Initially, it was unclear how HHS would alter the program to feed more money to insurers. The text of Obamacare makes clear the payment formula for the risk corridors program: If an insurer's losses are 103 percent to 108 percent over the target amount, the federal government would absorb half of those losses -- and for losses that exceed 108 percent, the government would cover 80 percent.
But as University of Michigan law professor Nicholas Bagley explained in a post at the health care blog the Incidental Economist, though the payment formula itself is laid out clearly in the law's text, HHS regulators are given discretion as to what qualifies as a “loss” to insurers for the purposes of the program.
Insurers are allowed a certain amount of profit and administrative costs relative to what they pay out in claims. In regulations issued Nov. 25, HHS proposes using this discretion to allow insurers to claim more profit and administrative costs in states that have gone along with Obama's administrative fix on cancelled plans.

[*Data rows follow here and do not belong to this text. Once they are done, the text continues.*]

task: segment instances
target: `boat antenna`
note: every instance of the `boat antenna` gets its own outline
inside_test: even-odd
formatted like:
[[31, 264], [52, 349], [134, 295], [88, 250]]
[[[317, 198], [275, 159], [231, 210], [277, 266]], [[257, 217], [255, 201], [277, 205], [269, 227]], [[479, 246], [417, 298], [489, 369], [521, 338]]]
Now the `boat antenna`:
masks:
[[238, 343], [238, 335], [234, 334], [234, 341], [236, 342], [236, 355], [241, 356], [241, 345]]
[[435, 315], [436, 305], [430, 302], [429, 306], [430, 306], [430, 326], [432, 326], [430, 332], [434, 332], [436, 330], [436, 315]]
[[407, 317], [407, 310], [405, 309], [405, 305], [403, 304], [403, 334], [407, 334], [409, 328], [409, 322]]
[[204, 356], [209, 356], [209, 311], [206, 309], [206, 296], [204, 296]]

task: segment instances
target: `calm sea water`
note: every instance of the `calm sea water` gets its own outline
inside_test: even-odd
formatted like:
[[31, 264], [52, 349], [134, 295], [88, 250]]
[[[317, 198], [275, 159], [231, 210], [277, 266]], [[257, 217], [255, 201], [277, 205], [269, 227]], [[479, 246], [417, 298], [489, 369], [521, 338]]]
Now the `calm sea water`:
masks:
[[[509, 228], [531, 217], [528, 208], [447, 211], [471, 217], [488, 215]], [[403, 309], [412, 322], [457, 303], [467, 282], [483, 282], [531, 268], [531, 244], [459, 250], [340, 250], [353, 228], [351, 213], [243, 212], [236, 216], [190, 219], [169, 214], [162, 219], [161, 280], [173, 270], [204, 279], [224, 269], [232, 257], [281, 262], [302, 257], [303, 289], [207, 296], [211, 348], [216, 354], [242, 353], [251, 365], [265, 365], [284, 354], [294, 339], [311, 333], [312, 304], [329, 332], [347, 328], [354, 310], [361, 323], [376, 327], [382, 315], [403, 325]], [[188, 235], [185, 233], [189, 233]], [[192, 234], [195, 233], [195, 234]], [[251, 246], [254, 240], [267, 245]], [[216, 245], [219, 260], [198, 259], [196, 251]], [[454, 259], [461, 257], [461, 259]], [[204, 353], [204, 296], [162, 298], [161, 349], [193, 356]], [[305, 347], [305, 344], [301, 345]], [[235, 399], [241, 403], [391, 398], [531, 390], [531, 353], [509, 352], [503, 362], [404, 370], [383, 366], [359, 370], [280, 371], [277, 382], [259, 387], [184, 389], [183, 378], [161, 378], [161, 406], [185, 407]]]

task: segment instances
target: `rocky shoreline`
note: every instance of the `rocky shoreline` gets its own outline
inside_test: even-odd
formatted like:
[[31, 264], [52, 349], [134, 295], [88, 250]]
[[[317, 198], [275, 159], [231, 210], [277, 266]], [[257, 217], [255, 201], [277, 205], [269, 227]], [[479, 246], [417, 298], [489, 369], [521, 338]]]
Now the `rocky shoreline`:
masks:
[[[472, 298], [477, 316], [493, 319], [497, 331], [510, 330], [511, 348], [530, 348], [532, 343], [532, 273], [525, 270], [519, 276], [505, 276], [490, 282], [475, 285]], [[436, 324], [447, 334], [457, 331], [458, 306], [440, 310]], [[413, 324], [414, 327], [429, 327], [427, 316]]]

HHS declined to provide a cost estimate of the rule change. “Because of the difficulty associated with predicting state enforcement of 2014 market rules and estimating the enrollment in transitional plans and in (Qualified Health Plans) we cannot estimate the magnitude of this impact on aggregate risk corridors payments and charges at this time.”
Alex Conant, a spokesman for Sen. Marco Rubio, R-Fla., who has introduced legislation to repeal the risk corridors program, responded to the proposed rules change in an email to the Washington Examiner: “What we're finding out now through the administration's actions is that because the structure of the Affordable Care Act, and their subsequent destabilizing market actions, a bailout of insurance companies is becoming more and more likely. While 'risk corridor' programs are not inherently bad when they are structured in a budget-neutral way, the newly released regulations show that the administration is likely to provide another bailout to another industry.”